Chen Zhen war ein Grenzgänger, ein kulturell Heimatloser, der symbolische Brücken zwischen verschiedenen Wirklichkeiten geschaffen hat. Sein Werk reüssierte international und ist längst Referenz für eine nachfolgende Künstlergeneration geworden.
Jetzt, mehr als dreißig Jahre nach der Kulturrevolution und dem Tod Maos, hat sich in China eine vielfältige und dynamische Kunstszene entwickelt, die mit rasanter Geschwindigkeit den internationalen Kunstmarkt erobert. Chen Zhens künstlerischer Werdegang steht exemplarisch für den Beginn dieser Entwicklung, die sich unter dem Brennglas enormer politischer und wirtschaftlicher Umwälzungen entfaltet hat.
Isolation, Zensur und ständige Repression der herrschenden Kommunistischen Partei Chinas bildeten den Tenor, der hinter jeder neuen künstlerischen Arbeit eine politische Bedrohung sah.

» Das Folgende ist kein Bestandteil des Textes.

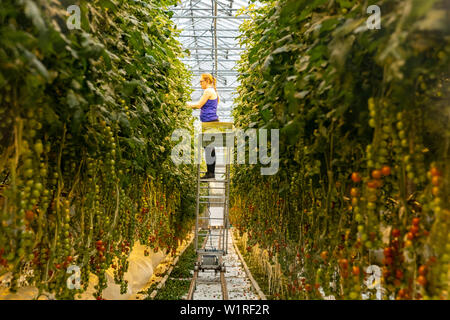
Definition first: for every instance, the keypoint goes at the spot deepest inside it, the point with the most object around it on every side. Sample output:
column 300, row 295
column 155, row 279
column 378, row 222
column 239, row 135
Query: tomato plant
column 86, row 119
column 363, row 146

Neben Huang Yongping und Cai Guo"Qiang zählt Chen Zhen zu jenen herausragenden Künstlern der chinesischen Avantgarde, die schon Mitte der 1980er Jahre, desillusioniert von der nachmaoistischen Reformpolitik, China verlassen haben.
1986 emigrierte er nach Paris und entwickelte sein Werk als transhistorische, utopische Projektion, die Harmonie durch Differenz erzeugen wollte. Ursprünglich Maler wandte er sich bald skulpturalen und installativen Arbeiten zu: Er benutzte den menschlichen Körper, Krankheit und chinesische Heilpraktiken als Metaphern, um die komplexen und bisweilen paradoxen Verbindungen zwischen dem Materiellen und dem Spirituellen, dem Gemeinschaftlichen und dem Individuellen, dem Inneren und dem Äußeren auszuloten.
Chen sah sich als Mittlerfigur in einer ästhetisch-politischen Zwischenzone, die vom konfuzianischen und maoistischen China genauso geprägt wurde wie von den Leitideen und künstlerischen Konvulsionen der westlichen Moderne. Zu einem Zeitpunkt, als die Worte Globalisierung und Multikulturalismus noch nicht zur lingua franca der Welterklärungsdiskurse zählten, entwarf Chen Zhen ethische und ästhetische Leitmotive, die Globalisierungskritik, Interkulturalität und Ethnizität mit souveräner Weitsicht in die internationale Umlaufbahn brachten.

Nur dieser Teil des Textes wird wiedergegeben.